Смотрел вслед в открытую на улицу дверь. Серое небо, мелкий, колючий дождик, серый мокрый асфальт. Я смотрел и не мог сообразить, как она растворилась. Ушла. Постоял ещё. – А может так правильно, и я должен быть доволен тем, что сделал, точнее – чего не сделал?
Вернувшись в лабораторию, долго ещё невидяще смотрел перед собой. Думал об это странном приключении, о ней, о себе. Да-а…
Вот так. История поставила очередную точку на очередной своей странице… А она, жизнь, продолжалась, между тем…
Выходим как-то с приятелями из кафе старого дворца культуры (сейчас новый есть, красивый), сталинской ещё постройки. Было, конечно, у него название, не помню сейчас, да и не важно. Такие мы из себя, при галстуках, в костюмах; до приезда в Израиль – как иначе! Это здесь уже – есть у тебя что-нибудь на теле, готово – ты, считается, одет… Да… Ну, после кафе глазки блестят, сил полно, куда девать. Щелкаем фотоаппаратом. Обсуждаем, продолжить или на сегодня – всё, по домам.
И тут, вот уж неожиданно:
– Ой, это вы! – и опять, как понимаешь – по имени-отчеству…

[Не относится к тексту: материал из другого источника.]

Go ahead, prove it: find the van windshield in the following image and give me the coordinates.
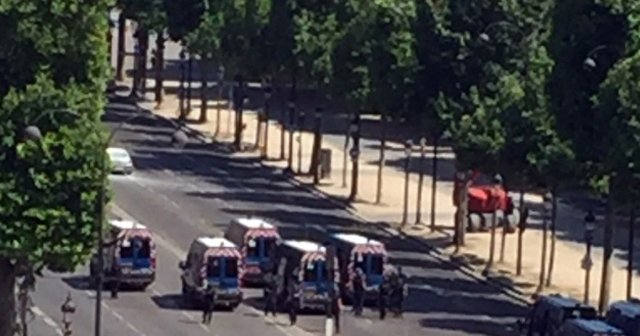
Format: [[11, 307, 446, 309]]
[[303, 261, 327, 282], [207, 257, 238, 278], [354, 253, 384, 275], [264, 238, 276, 258], [246, 238, 259, 258], [369, 254, 384, 275], [119, 237, 151, 259]]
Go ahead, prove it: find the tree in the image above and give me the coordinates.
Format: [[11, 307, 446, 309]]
[[184, 5, 224, 123], [292, 0, 343, 178], [332, 0, 418, 202], [120, 0, 168, 100], [0, 0, 111, 334], [592, 48, 640, 312]]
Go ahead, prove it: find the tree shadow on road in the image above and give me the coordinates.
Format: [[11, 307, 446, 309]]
[[419, 317, 517, 336]]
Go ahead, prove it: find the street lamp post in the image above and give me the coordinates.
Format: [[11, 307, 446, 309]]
[[286, 98, 296, 173], [348, 114, 361, 202], [296, 112, 306, 174], [583, 45, 610, 70], [537, 192, 553, 293], [61, 293, 76, 336], [179, 49, 186, 119], [24, 108, 187, 336], [415, 137, 427, 225], [583, 210, 596, 304], [401, 140, 413, 227], [262, 81, 272, 159], [186, 53, 194, 113], [214, 65, 225, 137]]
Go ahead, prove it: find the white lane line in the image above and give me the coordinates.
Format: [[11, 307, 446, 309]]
[[32, 306, 64, 336], [102, 301, 147, 336], [110, 202, 314, 336]]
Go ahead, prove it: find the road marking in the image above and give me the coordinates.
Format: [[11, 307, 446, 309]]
[[32, 306, 64, 336], [110, 202, 314, 336], [102, 301, 147, 336]]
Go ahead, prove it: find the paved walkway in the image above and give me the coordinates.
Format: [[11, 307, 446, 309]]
[[115, 62, 639, 310]]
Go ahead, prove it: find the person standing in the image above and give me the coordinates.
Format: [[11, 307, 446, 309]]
[[378, 273, 390, 320], [202, 285, 216, 325], [287, 268, 300, 326], [263, 271, 278, 317], [389, 272, 402, 317], [352, 268, 366, 316], [110, 256, 121, 299], [331, 287, 341, 334]]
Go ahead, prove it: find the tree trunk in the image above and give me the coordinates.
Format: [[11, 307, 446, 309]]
[[139, 29, 149, 96], [429, 136, 439, 231], [598, 189, 615, 313], [233, 75, 245, 150], [516, 190, 525, 276], [0, 258, 16, 336], [376, 111, 387, 205], [154, 34, 165, 106], [116, 14, 126, 81], [546, 189, 558, 287], [199, 59, 208, 123], [310, 109, 323, 184], [627, 209, 635, 300]]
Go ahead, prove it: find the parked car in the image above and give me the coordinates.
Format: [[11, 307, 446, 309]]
[[275, 240, 338, 311], [90, 219, 156, 290], [107, 147, 134, 174], [179, 237, 243, 310], [330, 233, 387, 303], [224, 217, 280, 286], [555, 319, 625, 336], [606, 300, 640, 336], [520, 294, 598, 335]]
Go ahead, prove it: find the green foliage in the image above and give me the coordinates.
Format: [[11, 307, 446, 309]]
[[332, 0, 418, 115], [0, 0, 111, 272], [292, 0, 342, 88], [120, 0, 166, 33], [164, 0, 205, 41], [184, 8, 224, 60]]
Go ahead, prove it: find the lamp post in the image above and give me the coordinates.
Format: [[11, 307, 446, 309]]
[[179, 49, 186, 119], [583, 45, 609, 69], [261, 80, 272, 159], [415, 137, 427, 225], [214, 65, 225, 137], [347, 114, 361, 202], [583, 210, 596, 304], [186, 52, 193, 113], [61, 293, 76, 336], [537, 192, 553, 293], [296, 111, 306, 174], [401, 140, 413, 227], [24, 108, 187, 336]]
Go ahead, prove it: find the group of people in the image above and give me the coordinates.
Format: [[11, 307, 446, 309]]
[[352, 266, 408, 320], [199, 265, 408, 328]]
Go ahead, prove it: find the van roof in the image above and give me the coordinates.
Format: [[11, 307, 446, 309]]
[[233, 217, 275, 230], [571, 319, 623, 333], [542, 294, 586, 308], [197, 237, 237, 248], [332, 233, 382, 246], [609, 300, 640, 317], [109, 219, 147, 230], [283, 240, 325, 253]]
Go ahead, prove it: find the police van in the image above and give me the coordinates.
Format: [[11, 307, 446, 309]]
[[606, 300, 640, 336], [555, 319, 625, 336]]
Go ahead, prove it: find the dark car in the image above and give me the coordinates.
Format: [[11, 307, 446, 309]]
[[606, 300, 640, 336], [555, 319, 625, 336], [521, 294, 598, 335]]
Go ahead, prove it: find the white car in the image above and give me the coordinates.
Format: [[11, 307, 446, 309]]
[[107, 147, 134, 174]]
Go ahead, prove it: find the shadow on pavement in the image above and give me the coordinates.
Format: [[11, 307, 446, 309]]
[[151, 293, 199, 311], [419, 317, 517, 336]]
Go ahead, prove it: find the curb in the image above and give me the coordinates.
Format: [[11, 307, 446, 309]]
[[143, 105, 531, 307]]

– Мама моя! Я, видимо, даже и произнести ничего не успел, это «Мама моя!» ещё и наружу не вырвалось, как руки мои крепко обхватили ЕЁ. Я её почувствовал раньше, чем увидел, ощутил всю её в одно-единственное мгновение. Мгновение такое краткое и пронзительное, и такое долгое… мы провалились в вечность, радужное небытие… время исчезло.
Сколько он вместил, этот миг – её глаза, прильнувшее юное тело, всю её и всю эту незатейливую и небольшую историю. Недосмотренную, недосказанную, недолюбленную, может… со странным началом, с несуществующим продолжением…
Мы, сколько помню, даже не поцеловались, хотя, поверь, в этот момент мне было абсолютно наплевать, видит ли нас кто и что думает. Да нас и не было там, не было нас на этой Земле. Нет, мы не поцеловались. Помню, что нет. Но не помню, говорили ли мы. Помню, как смотрели в глаза друг другу. Совсем не помню, как расстались. На этот раз, казалось, навсегда.